Como decía la canción, mucha pena es la que siento cada
mañana cuando tengo que despedirme de mi bichito para ir a trabajar.
Hay mañanas peores y mañanas mejores, pero en todas ellas me
acompañan pensamientos bipolares: por un lado, estoy tan cansada de haber
tenido que madrugar tanto que prefiero que se quede dormida hasta que me vaya,
pero por otro, ¡no la veré hasta por la tarde!, y quiero que se despierte y
poder pasar con ella un ratito. Por un lado, si esta despierta tardo muchísimo
más, porque un bebe de dieciséis meses no sabe que a esa hora hay que correr y
no se puede jugar; por otro lado, ¡cómo no verla hasta la tarde!
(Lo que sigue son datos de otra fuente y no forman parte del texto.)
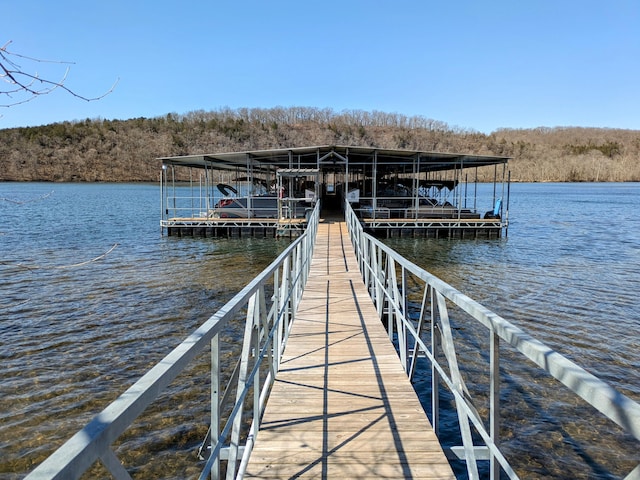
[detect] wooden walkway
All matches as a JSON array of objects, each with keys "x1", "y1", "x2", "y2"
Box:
[{"x1": 245, "y1": 222, "x2": 455, "y2": 480}]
Por un lado,
me horripila obligar a mi hija a tener que levantarse de 6.30 a 7; por otro
lado, ¡quiero pasar un rato con ella!
Y por estos pensamientos esquizofrénicos voy discurriendo y
corriendo mientras desayuno, me arreglo, le doy besos, la amamanto y miro el
reloj sin cesar…
Y sigo sin comprender que está sociedad enferma nos obligue a
esto cada mañana, por seguir anclada en la cultura del presentismo, o lo que es
lo mismo, del calienta sillas, del atasco, de los niños aburridos en la
guardería, esperando unos padres que se mueren por llegar, pero que no llegan.
Así que sí, todo esto me da mucha pena, penita, pena.